Explorer les états successifs par lesquels chacun d’entre nous passe de sa naissance à sa mort, offre un répertoire inépuisable de corps et de configurations dont je garde régulièrement la trace. Les bustes de femmes à différents moment de leur vie révèlent la transformation de leurs corps : moulés, ils sont matrices d’une vie mais la « mort » aussi travaille, sculpte, creuse ces corps qui deviennent formes d’empreintes. C’est la figure du temps sans concession, celle de l’entropie progressive, celle de l’âge qui s’inscrit dans le corps, faisant « descendre » les chairs.
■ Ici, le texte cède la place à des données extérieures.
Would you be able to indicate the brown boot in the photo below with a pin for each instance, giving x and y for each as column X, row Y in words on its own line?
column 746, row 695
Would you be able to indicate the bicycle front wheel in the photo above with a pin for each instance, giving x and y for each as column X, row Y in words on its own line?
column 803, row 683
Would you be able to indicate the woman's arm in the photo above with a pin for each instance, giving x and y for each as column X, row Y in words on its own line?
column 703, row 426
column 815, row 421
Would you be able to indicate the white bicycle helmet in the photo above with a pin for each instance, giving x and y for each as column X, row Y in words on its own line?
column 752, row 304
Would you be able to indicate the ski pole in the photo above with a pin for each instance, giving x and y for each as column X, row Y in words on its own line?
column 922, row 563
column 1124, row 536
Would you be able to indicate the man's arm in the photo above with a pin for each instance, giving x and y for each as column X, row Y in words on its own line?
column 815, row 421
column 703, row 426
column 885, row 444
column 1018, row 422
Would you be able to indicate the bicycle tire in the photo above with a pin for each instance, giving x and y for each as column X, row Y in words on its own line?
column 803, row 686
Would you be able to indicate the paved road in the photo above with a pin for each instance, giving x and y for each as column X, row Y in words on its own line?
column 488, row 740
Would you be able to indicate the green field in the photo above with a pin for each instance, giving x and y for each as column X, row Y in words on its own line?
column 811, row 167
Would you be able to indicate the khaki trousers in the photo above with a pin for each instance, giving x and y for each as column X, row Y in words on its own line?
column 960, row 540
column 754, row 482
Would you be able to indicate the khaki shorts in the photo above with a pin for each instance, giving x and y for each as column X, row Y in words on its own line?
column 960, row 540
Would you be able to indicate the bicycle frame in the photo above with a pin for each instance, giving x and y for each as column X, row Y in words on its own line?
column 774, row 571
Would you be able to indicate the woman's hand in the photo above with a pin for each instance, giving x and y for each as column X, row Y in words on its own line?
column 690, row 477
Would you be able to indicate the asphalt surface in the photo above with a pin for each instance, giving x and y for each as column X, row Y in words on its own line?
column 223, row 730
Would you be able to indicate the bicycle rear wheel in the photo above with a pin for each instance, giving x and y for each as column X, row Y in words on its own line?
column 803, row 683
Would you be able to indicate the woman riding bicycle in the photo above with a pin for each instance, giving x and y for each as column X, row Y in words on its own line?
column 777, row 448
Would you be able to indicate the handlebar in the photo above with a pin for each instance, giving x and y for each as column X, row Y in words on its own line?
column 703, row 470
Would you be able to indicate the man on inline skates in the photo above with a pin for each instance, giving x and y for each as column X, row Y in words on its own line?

L’évidence du temps qui s’écoule (l’empreinte du temps qui froisse l’enveloppe charnelle) dans ces corps marqués, ridés est toujours une façon de voir et de « garder » un corps aimé.
 Condamné à agir contre le temps, l’empreinte est le work in progress du corps, de la mort tégumentaire. 
Elle l’est aussi au travers de l’entropie de la matière des fragments de plâtre disposés souvent au sol : le plâtre blanc, poreux, se recouvre d’une pellicule verdâtre. Je « plante » mes bustes, laisse le temps les jardiner. L’empreinte travaille, endémique et engendre progressivement leur recouvrement, leur transformation et parfois leur disparition.